Le vent des coups d’État qui a débuté au Mali a continué à souffler sur la zone et les pays du Sahel ou de l’Afrique de l’Ouest sont touchés : le Mali, le Burkina Faso, la Guinée et maintenant le Niger, tous des pays francophones. Comme les mêmes causes produisent les mêmes effets, on comprend la peur panique qui s’empare des chefs d’État des autres pays, notamment des plus criminels d’entre eux, comme Ouattara, qui en a gros sur la conscience et ne peut tenir longtemps sans la supercherie de la Démocratie DCI bénie par la France, d’où il tire sa légitimité.
Voilà donc la raison logique et endogène de la servilité des Ouattara et consorts. Mais cette raison n’explique pas à elle seule la violence de la réaction des chefs d’Etat de la Cédéao, leur montée au créneau, leurs cris d’orfraie, leurs rodomontades et cris de guerre, les sanctions inhumaines et illégales prises à l’encontre du peuple du Niger qu’ils espèrent forcer à la révolte contre les Officiers patriotes, et leurs menaces d’intervention militaire relayées et soutenues par la France. L’autre raison est psychologique et exogène. Elle consiste pour chacun de ces présidents menacés à faire assaut de servilité pour ne pas être pris en défaut par la France, pour qu’elle ne les soupçonne pas de faiblesse et encore moins de grève de zèle dans leur sale boulot de larbins, suppôts indigènes du néocolonialisme. En effet, si dans cette affaire, l’un quelconque des chefs d’État trahissait la moindre faiblesse dans sa servilité, si son zèle devait être jugé insuffisant ou pas à la hauteur, alors, non seulement la France ne le préviendrait pas du mauvais vent d’un coup d’État éventuel, mais dans la plus pure tradition de ses mœurs néocoloniales crapuleuses, elle pourrait contribuer à orienter ce vent dans la direction du moins servile d’entre eux. D’où ces aboiements des uns et des autres, cette émulation pathétique dans la servilité.

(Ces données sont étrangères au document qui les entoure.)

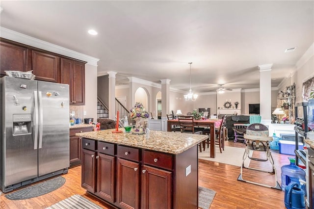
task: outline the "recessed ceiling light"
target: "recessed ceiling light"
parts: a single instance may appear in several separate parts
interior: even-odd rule
[[[98,34],[97,31],[93,29],[89,30],[88,33],[89,33],[91,35],[97,35]]]
[[[295,50],[296,48],[296,47],[293,47],[293,48],[292,48],[286,49],[286,50],[285,51],[285,52],[293,52],[294,50]]]

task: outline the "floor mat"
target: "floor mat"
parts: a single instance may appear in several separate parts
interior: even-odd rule
[[[62,176],[59,176],[10,193],[4,197],[13,200],[32,198],[60,188],[65,182],[65,179]]]
[[[202,186],[198,187],[198,207],[202,209],[208,209],[212,202],[216,192]]]
[[[102,209],[102,208],[81,196],[76,194],[52,205],[46,209]]]

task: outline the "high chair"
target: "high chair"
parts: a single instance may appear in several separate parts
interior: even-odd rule
[[[251,124],[247,127],[246,133],[244,135],[243,137],[246,140],[246,147],[243,157],[242,165],[241,165],[241,173],[237,178],[238,181],[242,181],[243,182],[246,182],[247,183],[250,183],[268,188],[273,188],[281,190],[281,187],[277,181],[276,168],[274,165],[274,159],[271,156],[271,153],[270,152],[269,147],[269,142],[273,140],[273,138],[271,136],[269,136],[268,129],[265,126],[260,123]],[[250,155],[250,154],[253,153],[254,151],[265,152],[266,158],[259,158],[250,157],[252,156],[252,155]],[[252,154],[253,154],[253,153]],[[271,165],[272,166],[272,171],[269,171],[265,170],[250,167],[249,164],[247,167],[245,167],[244,165],[244,161],[248,157],[252,160],[256,160],[261,162],[265,162],[269,160],[270,164],[271,164]],[[270,186],[257,182],[244,180],[242,177],[243,168],[257,171],[275,174],[274,185],[273,186]]]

Toutefois les risques de ce concours de servilité ne sont pas les mêmes pour tous ces chefs d’État larbins. En effet les vieux requins blanchis sous le harnais de la Françafrique n’ont pas la même crainte du courroux de la France que les novices. En clair un Ouattara ou un Macky Sall, tèterait moins cette mamelle qu’un Talon. Les uns sont les suppôts de la Françafrique avec leurs réseaux et font corps avec le système, tandis que les autres, novices ne faisant pas partie du sérail politique sont obligés de compenser leur faible poids politique par un excès de zèle. On comprend pourquoi un Président comme Talon, aboie plus fort que ses pairs et fait plus qu’eux assaut d’agressivité contre les Officiers patriotes du Niger, au point d’en oublier le Niger même et son peuple frère, parce qu’il tète à 100% les deux mamelles.